Viewing everything as information, it is easy to see morphisms between sensory modalities (and everything else, for that matter); all it takes is some computation. And if it really is just bits all the way down, and a bit is a bit, what is the difference between tasting an apple via sensory receptors on your tongue, and reading a very good natural language description of the same? Is not the same (or at least *-morphic) information being encoded?
This is, admittedly, an extreme position, but it establishes an intellectual lower bound for a framework that demands critical examination of our intuitions regarding the ineffable qualia of our sensory experiences. If Wheeler is correct, there is no fundamental obstacle to tasting an apple via text so long as the same information is presented and processed in the same way2.
Quining qualia
Returning to the more practical world of LLMs, philosopher Dan Dennett aligns with Wheeler when he writes:
… are we really so sure that what it is like to see red or blue can't be conveyed to one who has never seen colors in a few million or billion words?3
I answer Dennett’s query with humility: I’m not so sure. Maybe all of the text that serves as training grist for our LLMs is providing not just language but also something resembling experience. Maybe training on a few trillion tokens worth of text related to colour, perception, physics, psychology, … can impart “what it is like” to see red. Maybe an LLM experiences reality with the same fidelity that I experience the author’s constructed world in an exceptional novel? If this is true then what it is like to be a thinking LLM seems somewhat close to what it is like to be a thinking human.
It from bat
There are many who reject Dennett (and Wheeler) and propose the existence of qualia — that which makes up our subjective experience and transcends easy material explanation — succinctly summarized in Thomas Nagel’s famous question: “What is it like to be a bat?” In such theories what it is like to see, and taste, a red apple is, by definition, distinct from a mere description of the same. If these theories are correct, what it is like to be an LLM is likely very different than what it is like to be a human; and, indeed, perhaps there is nothing at at all it is like to be an LLM.
What do I think?
In the short term, I believe Dennett: The experience of what it is like to see red can be transmitted in written language, and one can profitably tapdance about architecture. LLMs build world models and can reason about them. They can probably have experiences of a sort. No embodiment required4.

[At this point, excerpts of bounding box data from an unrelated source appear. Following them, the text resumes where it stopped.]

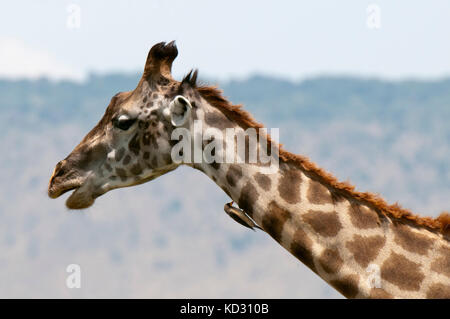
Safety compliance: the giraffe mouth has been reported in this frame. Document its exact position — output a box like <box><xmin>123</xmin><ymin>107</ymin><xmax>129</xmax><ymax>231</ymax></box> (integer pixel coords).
<box><xmin>48</xmin><ymin>182</ymin><xmax>81</xmax><ymax>198</ymax></box>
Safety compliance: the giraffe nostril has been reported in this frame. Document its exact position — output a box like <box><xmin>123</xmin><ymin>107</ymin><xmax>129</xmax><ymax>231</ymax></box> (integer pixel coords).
<box><xmin>55</xmin><ymin>167</ymin><xmax>66</xmax><ymax>177</ymax></box>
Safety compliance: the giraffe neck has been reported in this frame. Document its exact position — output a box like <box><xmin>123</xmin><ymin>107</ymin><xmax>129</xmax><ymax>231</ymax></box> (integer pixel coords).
<box><xmin>190</xmin><ymin>100</ymin><xmax>450</xmax><ymax>298</ymax></box>
<box><xmin>193</xmin><ymin>143</ymin><xmax>450</xmax><ymax>298</ymax></box>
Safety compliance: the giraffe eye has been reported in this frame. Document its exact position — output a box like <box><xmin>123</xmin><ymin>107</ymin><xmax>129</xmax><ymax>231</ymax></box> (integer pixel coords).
<box><xmin>113</xmin><ymin>115</ymin><xmax>136</xmax><ymax>131</ymax></box>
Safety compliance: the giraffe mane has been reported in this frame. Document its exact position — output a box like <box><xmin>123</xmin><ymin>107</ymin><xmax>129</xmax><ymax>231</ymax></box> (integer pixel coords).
<box><xmin>192</xmin><ymin>82</ymin><xmax>450</xmax><ymax>235</ymax></box>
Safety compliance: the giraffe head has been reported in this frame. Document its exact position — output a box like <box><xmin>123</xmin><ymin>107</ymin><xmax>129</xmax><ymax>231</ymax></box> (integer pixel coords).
<box><xmin>48</xmin><ymin>42</ymin><xmax>197</xmax><ymax>209</ymax></box>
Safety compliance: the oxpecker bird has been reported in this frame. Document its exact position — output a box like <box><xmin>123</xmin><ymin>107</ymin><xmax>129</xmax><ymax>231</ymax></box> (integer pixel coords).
<box><xmin>223</xmin><ymin>202</ymin><xmax>263</xmax><ymax>231</ymax></box>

In the long term, I believe Wheeler. It’s information and computation all the way down and deep neural nets are a powerful window into the class of computation we call cognition.
Multi-modal models exist, and are exciting for many reasons, but without loss of generality I’ll argue here from the simple case of a text-only LLM.
Though this may be exceptionally difficult to do. I argue only for the existence of a mapping, not the complexity of implementing it.
Which is not to say that models better suited to some tasks cannot be built (better) by an embodied agent.